Case law on access to court documents

The issue of access to information on the files of the Grand Court was recently considered by the Honourable Chief Justice Anthony Smellie, QC, in the context of liquidation proceedings. As the Chief Justice noted in his judgment concerning In the matter of the Sphinx Group of Companies (In Official Liquidation) unreported, January 30, 2017 (“SPhinX”), determining whether documents kept on file by the Grand Court should be kept confidential requires a close assessment of the particular circumstances in which access is sought, and the wider consequences of the publication of the information in question.

In SPhinX, the Scheme Supervisors (“Scheme Supervisors”) had applied for the sanction of the court to complete a confidential settlement agreement and, flowing from that, for orders that affidavit evidence sworn in support of the sanction application be sealed and kept confidential on the court file.
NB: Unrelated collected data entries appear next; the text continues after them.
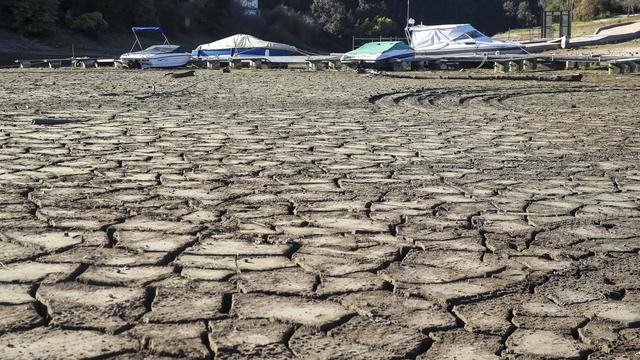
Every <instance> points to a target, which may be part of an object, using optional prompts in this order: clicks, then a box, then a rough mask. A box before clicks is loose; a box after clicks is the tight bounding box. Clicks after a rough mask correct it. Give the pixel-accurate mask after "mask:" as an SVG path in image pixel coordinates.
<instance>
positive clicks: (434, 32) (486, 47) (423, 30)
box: [405, 20, 524, 56]
mask: <svg viewBox="0 0 640 360" xmlns="http://www.w3.org/2000/svg"><path fill="white" fill-rule="evenodd" d="M410 21H412V20H410ZM412 22H413V21H412ZM410 24H411V23H410ZM405 31H406V35H407V40H408V42H409V45H410V46H411V47H412V48H413V49H414V50H415V51H416V54H418V55H428V56H431V55H489V54H490V55H493V54H522V53H524V50H523V46H522V44H520V43H518V42H505V41H498V40H494V39H493V38H491V37H489V36H487V35H485V34H483V33H481V32H480V31H478V30H477V29H476V28H474V27H473V26H471V25H470V24H453V25H431V26H426V25H409V26H407V28H406V29H405Z"/></svg>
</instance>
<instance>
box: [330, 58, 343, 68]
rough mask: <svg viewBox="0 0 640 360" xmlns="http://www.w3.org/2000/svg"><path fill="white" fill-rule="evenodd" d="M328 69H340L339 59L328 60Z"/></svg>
mask: <svg viewBox="0 0 640 360" xmlns="http://www.w3.org/2000/svg"><path fill="white" fill-rule="evenodd" d="M329 69H331V70H340V69H342V63H341V62H340V60H331V61H329Z"/></svg>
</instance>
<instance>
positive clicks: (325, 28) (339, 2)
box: [311, 0, 351, 37]
mask: <svg viewBox="0 0 640 360" xmlns="http://www.w3.org/2000/svg"><path fill="white" fill-rule="evenodd" d="M311 12H312V13H313V15H314V16H315V18H316V20H317V22H318V24H320V26H322V29H323V30H324V31H326V32H328V33H329V34H332V35H335V36H337V37H343V35H344V30H345V29H346V27H347V26H348V24H349V23H350V22H351V14H350V13H349V11H347V8H346V7H345V6H344V4H343V3H342V2H341V1H338V0H313V3H312V4H311Z"/></svg>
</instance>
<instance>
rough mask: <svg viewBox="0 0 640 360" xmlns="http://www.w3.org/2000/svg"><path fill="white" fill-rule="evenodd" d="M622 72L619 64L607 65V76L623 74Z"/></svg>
mask: <svg viewBox="0 0 640 360" xmlns="http://www.w3.org/2000/svg"><path fill="white" fill-rule="evenodd" d="M623 73H624V70H623V68H622V66H620V64H616V63H609V75H616V74H623Z"/></svg>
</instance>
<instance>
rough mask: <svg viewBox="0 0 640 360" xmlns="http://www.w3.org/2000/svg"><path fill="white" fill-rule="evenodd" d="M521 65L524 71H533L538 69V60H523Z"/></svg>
mask: <svg viewBox="0 0 640 360" xmlns="http://www.w3.org/2000/svg"><path fill="white" fill-rule="evenodd" d="M522 65H523V68H524V70H525V71H535V70H537V69H538V60H536V59H529V60H525V61H524V62H523V64H522Z"/></svg>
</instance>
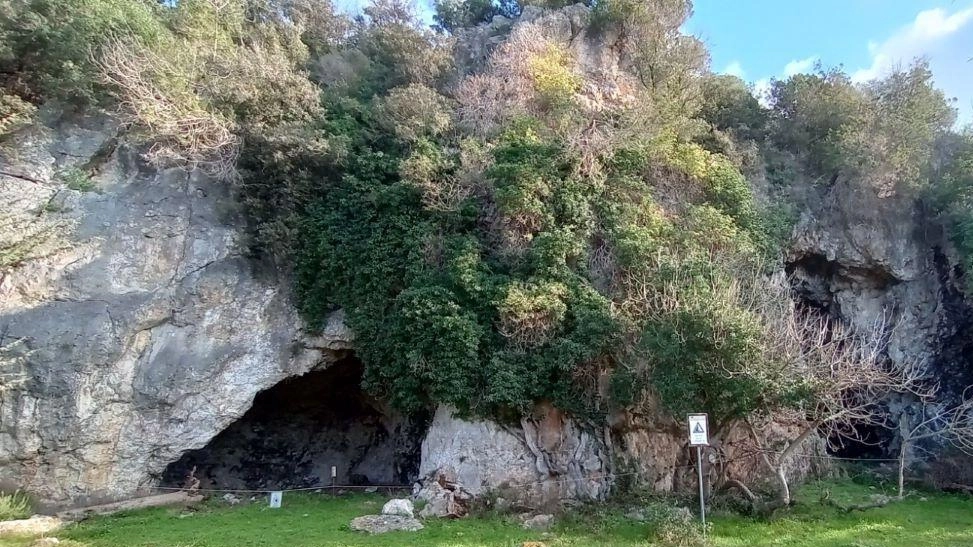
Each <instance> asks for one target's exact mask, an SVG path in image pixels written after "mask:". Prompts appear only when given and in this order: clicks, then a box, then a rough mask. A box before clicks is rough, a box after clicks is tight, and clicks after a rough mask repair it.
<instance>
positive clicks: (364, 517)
mask: <svg viewBox="0 0 973 547" xmlns="http://www.w3.org/2000/svg"><path fill="white" fill-rule="evenodd" d="M350 526H351V529H352V530H355V531H356V532H368V533H369V534H384V533H386V532H397V531H405V532H417V531H419V530H422V523H421V522H419V521H418V520H416V519H414V518H412V517H403V516H400V515H366V516H364V517H357V518H355V519H353V520H352V521H351V524H350Z"/></svg>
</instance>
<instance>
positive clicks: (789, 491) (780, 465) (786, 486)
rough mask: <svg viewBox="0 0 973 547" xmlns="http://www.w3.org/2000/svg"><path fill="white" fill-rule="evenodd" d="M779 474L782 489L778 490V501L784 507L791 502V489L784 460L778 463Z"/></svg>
mask: <svg viewBox="0 0 973 547" xmlns="http://www.w3.org/2000/svg"><path fill="white" fill-rule="evenodd" d="M775 472H776V474H777V482H778V483H780V490H778V491H777V501H779V502H780V504H781V506H782V507H787V506H788V505H790V504H791V489H790V487H789V486H788V485H787V473H785V472H784V460H783V458H781V461H780V462H779V463H778V465H777V469H776V470H775Z"/></svg>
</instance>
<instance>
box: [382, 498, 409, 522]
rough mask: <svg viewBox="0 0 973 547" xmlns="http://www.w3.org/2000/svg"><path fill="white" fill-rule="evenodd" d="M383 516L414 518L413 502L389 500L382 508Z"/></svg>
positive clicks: (400, 499) (408, 501) (406, 500)
mask: <svg viewBox="0 0 973 547" xmlns="http://www.w3.org/2000/svg"><path fill="white" fill-rule="evenodd" d="M382 514H383V515H398V516H400V517H409V518H412V517H413V516H414V515H413V507H412V502H411V501H409V500H407V499H394V500H389V501H387V502H385V505H383V506H382Z"/></svg>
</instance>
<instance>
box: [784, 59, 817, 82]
mask: <svg viewBox="0 0 973 547" xmlns="http://www.w3.org/2000/svg"><path fill="white" fill-rule="evenodd" d="M817 62H818V56H817V55H812V56H810V57H808V58H806V59H795V60H793V61H791V62H789V63H787V64H786V65H784V72H783V76H784V77H785V78H790V77H791V76H793V75H795V74H804V73H806V72H808V71H810V70H811V69H812V68H814V64H815V63H817Z"/></svg>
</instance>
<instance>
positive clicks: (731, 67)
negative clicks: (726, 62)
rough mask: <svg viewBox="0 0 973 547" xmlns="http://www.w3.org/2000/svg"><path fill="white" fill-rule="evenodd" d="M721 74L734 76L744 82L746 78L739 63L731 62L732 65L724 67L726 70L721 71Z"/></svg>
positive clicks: (745, 74)
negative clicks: (743, 81) (743, 80)
mask: <svg viewBox="0 0 973 547" xmlns="http://www.w3.org/2000/svg"><path fill="white" fill-rule="evenodd" d="M723 74H729V75H730V76H736V77H737V78H740V79H741V80H745V79H746V76H747V73H746V71H745V70H743V65H741V64H740V61H733V62H732V63H730V64H728V65H726V68H724V69H723Z"/></svg>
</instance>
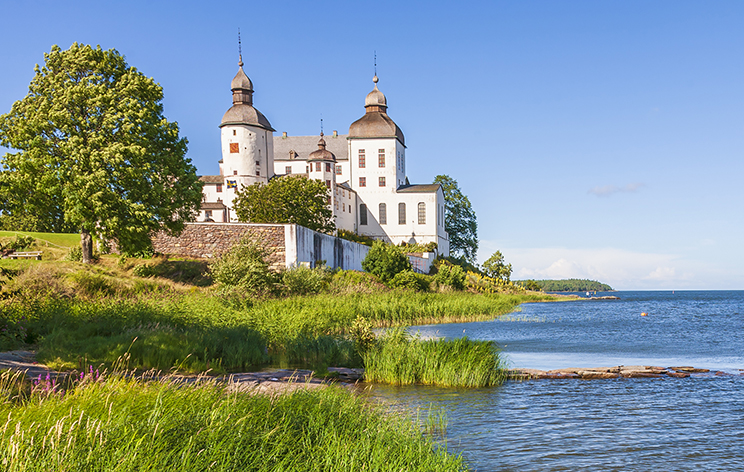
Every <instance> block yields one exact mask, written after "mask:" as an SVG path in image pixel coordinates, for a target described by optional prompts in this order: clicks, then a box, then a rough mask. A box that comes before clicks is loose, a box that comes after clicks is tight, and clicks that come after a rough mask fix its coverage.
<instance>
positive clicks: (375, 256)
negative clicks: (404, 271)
mask: <svg viewBox="0 0 744 472" xmlns="http://www.w3.org/2000/svg"><path fill="white" fill-rule="evenodd" d="M362 269H364V270H365V271H366V272H369V273H370V274H374V275H376V276H377V277H378V278H379V279H380V280H382V281H383V282H385V283H387V282H388V281H390V280H392V278H393V277H395V274H397V273H399V272H402V271H404V270H411V261H409V260H408V257H407V256H406V255H405V254H403V251H402V250H401V249H400V248H399V247H397V246H394V245H392V244H387V243H384V242H382V241H375V242H374V244H372V248H371V249H370V250H369V252H368V253H367V257H365V258H364V260H363V261H362Z"/></svg>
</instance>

It was the view of the Chief Justice that the fact that a settlement was pending in the SPhinX matter was highly relevant, noting that it was essential that the Scheme Supervisors were able, like any other commercial party, to compromise claims on confidential terms – and that this ability would be lost if the court was not prepared to seal papers filed in support of the sanction application that the liquidator was required by law to make. Flowing from this, it was also in the interests of justice for a sealing order to be made so as to protect the economic interests of the stakeholders in SPhinX. The judgment serves as confirmation that the court is required to balance the general rule as to publicity of information on court files against any requirements for confidentiality or privacy in the interests of justice that may arise in a particular case.